Proof: assuming the antecedent, we show that every set can be well ordered. (As is well known, the well ordering principle is equivalent to the AC.) Let $A$ be a set which we wish to well-order. We can assume $|A|\geq\aleph_{0}$ (else replace $A$ with $A\cup\mathbb{N}$; a well ordering for that set will induce one for $A$). Put $B:=A^{\mathbb{N}}$. Then $|A|\leq|B|$ and $|B|^{2}=|B|$. We now have to become slightly technical, and consider $C:=\Gamma(B)$ where $\Gamma$ is Hartogs' function; that is, $C$ is the set of all ordinals $\alpha$ that have an injection $\alpha\to B$. The facts that $\Gamma(B)$ is indeed a set, and that it is the smallest ordinal that does not allow an injection $\to B$, can be found in most text books on set theory.

Write $\kappa:=|B|$ and $\mu:=|C|$. Since both are $\geq\aleph_{0}$, one has $\kappa+\mu\leq\kappa.\mu$ (indeed, we find that $\kappa.\mu=(\kappa+1).(\mu+1)=\kappa.\mu+\kappa+\mu+1\geq\kappa+\mu$). Let us assume $\kappa+\mu=\kappa.\mu$. As C is an ordinal, the Lemmma applies, giving $\kappa\leq\mu\vee\mu\leq\kappa$. The latter option is impossible, as no injection $C\to B$ can exist. So $\kappa\leq\mu$, that is, an injection $B\to C$ exists, and as $C$ is well ordered, $B$ inherits a well ordering from $C$ via this injection. But $|A|\leq|B|$, so that $A$ inherits a well ordering from the one on $B$ via an injection $A\to B$.

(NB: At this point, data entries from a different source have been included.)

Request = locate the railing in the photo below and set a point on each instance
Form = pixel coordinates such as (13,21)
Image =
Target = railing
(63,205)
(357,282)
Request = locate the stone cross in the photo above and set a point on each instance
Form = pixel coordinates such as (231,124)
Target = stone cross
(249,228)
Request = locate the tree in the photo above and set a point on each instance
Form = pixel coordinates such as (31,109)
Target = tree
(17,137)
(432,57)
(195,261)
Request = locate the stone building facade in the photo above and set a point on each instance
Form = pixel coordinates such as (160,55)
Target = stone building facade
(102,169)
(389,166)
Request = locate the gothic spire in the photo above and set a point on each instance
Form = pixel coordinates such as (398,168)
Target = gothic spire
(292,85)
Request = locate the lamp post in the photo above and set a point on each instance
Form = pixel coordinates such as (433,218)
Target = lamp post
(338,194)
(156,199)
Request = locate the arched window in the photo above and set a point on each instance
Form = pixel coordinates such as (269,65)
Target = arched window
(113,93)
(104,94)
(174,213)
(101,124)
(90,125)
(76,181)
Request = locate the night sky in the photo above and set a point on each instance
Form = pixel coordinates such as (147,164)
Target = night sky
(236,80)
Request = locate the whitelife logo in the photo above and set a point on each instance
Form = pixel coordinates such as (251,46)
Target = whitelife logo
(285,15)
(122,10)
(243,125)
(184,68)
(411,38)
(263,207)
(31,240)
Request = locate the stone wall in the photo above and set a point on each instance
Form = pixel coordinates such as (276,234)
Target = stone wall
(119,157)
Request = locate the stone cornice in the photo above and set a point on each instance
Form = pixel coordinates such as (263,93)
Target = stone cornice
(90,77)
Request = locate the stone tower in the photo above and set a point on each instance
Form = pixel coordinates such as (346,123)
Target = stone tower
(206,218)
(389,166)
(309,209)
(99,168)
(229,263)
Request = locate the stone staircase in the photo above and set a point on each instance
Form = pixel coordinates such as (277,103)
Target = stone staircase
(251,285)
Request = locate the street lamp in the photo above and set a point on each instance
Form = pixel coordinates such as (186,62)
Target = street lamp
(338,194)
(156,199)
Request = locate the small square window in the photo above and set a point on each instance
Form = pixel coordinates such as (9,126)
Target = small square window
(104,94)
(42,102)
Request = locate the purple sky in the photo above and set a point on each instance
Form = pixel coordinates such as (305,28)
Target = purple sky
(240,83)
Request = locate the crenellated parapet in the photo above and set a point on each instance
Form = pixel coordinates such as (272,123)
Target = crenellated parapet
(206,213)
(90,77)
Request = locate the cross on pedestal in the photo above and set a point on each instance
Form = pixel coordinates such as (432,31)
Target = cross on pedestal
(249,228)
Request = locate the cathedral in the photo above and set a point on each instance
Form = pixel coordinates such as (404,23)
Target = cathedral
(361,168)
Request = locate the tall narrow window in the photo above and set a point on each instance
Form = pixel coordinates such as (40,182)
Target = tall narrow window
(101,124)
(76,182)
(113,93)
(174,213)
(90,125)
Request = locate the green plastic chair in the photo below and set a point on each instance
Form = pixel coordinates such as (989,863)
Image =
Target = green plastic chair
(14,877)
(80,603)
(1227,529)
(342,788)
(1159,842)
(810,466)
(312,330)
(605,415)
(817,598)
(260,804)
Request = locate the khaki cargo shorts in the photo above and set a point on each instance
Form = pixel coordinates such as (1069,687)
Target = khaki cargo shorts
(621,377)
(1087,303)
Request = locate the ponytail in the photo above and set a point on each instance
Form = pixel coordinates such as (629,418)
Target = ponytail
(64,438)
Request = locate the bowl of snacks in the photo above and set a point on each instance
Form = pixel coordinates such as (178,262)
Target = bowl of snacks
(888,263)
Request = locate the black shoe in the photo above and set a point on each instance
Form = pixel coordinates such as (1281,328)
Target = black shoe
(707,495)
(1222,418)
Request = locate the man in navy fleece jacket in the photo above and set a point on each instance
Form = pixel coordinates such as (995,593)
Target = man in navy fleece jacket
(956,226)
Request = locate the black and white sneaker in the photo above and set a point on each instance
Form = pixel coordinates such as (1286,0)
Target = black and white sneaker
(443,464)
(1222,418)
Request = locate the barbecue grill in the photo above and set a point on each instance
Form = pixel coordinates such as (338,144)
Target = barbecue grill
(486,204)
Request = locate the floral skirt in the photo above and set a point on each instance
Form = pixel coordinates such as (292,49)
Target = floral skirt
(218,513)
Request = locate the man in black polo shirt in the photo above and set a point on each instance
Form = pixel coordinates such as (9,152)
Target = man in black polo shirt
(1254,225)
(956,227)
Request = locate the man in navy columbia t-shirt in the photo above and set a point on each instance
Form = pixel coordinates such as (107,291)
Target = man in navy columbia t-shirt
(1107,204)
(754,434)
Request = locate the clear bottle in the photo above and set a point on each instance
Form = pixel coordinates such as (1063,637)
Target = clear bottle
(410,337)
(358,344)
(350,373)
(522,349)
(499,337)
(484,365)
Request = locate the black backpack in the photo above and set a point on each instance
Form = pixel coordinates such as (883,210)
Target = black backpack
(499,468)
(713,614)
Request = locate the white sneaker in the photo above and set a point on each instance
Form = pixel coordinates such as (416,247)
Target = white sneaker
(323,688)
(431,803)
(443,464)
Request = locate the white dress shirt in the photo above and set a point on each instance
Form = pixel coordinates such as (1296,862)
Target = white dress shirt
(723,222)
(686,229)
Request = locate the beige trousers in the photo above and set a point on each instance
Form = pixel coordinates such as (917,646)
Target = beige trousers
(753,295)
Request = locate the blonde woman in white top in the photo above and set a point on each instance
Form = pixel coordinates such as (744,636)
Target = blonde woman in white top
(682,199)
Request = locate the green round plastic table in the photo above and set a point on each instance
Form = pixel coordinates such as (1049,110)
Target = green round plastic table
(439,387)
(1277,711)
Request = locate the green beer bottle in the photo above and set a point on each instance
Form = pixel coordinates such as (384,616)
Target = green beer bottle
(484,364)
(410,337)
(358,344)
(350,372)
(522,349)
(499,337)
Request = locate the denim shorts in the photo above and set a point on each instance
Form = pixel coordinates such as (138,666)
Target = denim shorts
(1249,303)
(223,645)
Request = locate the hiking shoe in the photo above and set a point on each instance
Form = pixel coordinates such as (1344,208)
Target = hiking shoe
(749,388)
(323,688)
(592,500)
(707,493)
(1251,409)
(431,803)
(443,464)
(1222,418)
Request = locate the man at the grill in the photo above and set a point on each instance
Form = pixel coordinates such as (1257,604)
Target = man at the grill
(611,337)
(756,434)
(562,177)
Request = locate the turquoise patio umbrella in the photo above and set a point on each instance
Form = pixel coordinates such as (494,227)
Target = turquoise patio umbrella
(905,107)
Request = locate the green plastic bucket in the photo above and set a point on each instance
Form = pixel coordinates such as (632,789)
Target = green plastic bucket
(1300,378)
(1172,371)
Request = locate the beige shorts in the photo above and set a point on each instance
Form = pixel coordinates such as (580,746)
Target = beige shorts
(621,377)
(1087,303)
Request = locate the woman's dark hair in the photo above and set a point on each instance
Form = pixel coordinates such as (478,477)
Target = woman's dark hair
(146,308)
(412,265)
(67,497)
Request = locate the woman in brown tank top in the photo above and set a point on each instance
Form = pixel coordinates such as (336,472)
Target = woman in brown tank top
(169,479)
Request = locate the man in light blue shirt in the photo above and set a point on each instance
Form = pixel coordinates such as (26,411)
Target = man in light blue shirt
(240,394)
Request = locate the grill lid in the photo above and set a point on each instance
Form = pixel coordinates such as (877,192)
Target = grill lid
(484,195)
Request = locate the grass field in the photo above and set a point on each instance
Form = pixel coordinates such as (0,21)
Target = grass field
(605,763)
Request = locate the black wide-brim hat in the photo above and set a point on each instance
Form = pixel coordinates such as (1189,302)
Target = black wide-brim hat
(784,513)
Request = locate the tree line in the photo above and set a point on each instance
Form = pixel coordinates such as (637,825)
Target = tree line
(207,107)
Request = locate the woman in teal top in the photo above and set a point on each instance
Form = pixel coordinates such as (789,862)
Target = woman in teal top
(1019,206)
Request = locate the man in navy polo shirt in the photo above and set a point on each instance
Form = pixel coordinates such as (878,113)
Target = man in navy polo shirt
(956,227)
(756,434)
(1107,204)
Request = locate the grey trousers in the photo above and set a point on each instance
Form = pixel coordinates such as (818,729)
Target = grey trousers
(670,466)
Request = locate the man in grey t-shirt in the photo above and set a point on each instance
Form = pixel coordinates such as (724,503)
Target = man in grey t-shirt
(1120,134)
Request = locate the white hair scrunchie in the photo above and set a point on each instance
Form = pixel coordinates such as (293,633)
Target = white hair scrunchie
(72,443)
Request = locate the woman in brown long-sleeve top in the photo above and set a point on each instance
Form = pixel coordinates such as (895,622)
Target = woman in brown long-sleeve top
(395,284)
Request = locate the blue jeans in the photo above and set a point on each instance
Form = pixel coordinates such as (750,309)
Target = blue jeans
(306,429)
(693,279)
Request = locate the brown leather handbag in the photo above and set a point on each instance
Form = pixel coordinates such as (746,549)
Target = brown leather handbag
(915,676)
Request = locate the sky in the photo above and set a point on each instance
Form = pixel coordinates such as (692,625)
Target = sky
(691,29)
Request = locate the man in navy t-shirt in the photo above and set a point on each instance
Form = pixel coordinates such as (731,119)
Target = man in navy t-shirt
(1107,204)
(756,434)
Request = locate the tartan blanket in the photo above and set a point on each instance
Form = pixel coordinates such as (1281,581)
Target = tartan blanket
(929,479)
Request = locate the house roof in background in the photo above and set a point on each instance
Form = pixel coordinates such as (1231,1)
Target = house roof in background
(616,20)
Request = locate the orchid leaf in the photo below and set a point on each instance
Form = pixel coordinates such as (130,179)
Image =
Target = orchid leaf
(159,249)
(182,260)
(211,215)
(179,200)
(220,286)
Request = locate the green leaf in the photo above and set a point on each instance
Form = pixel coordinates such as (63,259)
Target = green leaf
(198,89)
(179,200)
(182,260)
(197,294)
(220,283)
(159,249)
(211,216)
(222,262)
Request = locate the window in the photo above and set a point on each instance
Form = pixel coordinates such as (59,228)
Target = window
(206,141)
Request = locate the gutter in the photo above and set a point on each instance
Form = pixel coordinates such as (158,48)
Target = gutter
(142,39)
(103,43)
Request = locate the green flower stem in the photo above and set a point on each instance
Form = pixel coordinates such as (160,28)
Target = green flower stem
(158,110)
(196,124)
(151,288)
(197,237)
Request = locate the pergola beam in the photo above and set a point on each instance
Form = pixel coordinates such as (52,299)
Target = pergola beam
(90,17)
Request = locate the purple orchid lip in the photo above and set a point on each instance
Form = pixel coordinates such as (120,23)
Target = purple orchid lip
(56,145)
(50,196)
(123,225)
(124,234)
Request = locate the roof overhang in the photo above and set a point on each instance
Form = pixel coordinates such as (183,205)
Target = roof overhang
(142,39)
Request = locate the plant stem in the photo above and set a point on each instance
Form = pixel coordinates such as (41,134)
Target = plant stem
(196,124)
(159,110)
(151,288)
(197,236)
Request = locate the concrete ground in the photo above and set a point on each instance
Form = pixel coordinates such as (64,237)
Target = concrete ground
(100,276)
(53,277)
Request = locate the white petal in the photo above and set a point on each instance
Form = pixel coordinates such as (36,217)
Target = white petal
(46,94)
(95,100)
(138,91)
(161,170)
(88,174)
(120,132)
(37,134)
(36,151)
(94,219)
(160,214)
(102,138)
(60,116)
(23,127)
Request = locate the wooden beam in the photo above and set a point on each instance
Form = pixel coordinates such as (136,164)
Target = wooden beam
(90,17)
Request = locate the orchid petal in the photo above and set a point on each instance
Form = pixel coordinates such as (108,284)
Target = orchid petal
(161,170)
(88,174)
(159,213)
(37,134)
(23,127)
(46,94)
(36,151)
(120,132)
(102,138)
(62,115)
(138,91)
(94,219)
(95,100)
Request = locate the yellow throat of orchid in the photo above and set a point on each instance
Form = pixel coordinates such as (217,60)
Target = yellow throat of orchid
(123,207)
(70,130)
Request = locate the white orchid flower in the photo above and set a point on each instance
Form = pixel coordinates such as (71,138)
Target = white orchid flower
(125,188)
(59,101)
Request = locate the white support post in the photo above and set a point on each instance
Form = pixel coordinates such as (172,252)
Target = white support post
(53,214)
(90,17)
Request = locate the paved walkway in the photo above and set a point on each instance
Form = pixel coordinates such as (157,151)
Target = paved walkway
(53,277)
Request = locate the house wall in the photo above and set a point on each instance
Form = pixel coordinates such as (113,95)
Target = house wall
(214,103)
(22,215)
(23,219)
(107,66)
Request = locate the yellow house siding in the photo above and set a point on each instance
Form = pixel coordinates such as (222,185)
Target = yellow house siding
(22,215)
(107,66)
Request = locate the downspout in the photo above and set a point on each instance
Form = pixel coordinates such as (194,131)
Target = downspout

Now assume $\kappa+\mu<\kappa.\mu$. By our hypothesis, this yields $(\kappa+\mu)^{2}<(\kappa.\mu)^{2}=\kappa^{2}.\mu^{2}=\kappa.\mu$. The latter equality follows from the fact that $|B|^{2}=|B|$, as we have already remarked, while $|C|^{2}=|C|$ since $C$ is an infinite ordinal. However, one has: $(\kappa+\mu)^{2}=\kappa^{2}+2\kappa.\mu+\mu^{2}=\kappa+\kappa.\mu+\mu$; again, $2|C|=|C|$ since $C$ is an infinite ordinal. Thus $(\kappa+\mu)^{2}=\kappa+\kappa.\mu+\mu=\kappa+\kappa.\mu+\mu+1=(\kappa+1)(\mu+1)=\kappa.\mu$, in contradiction with $(\kappa+\mu)^{2}<\kappa.\mu$, $\Box$.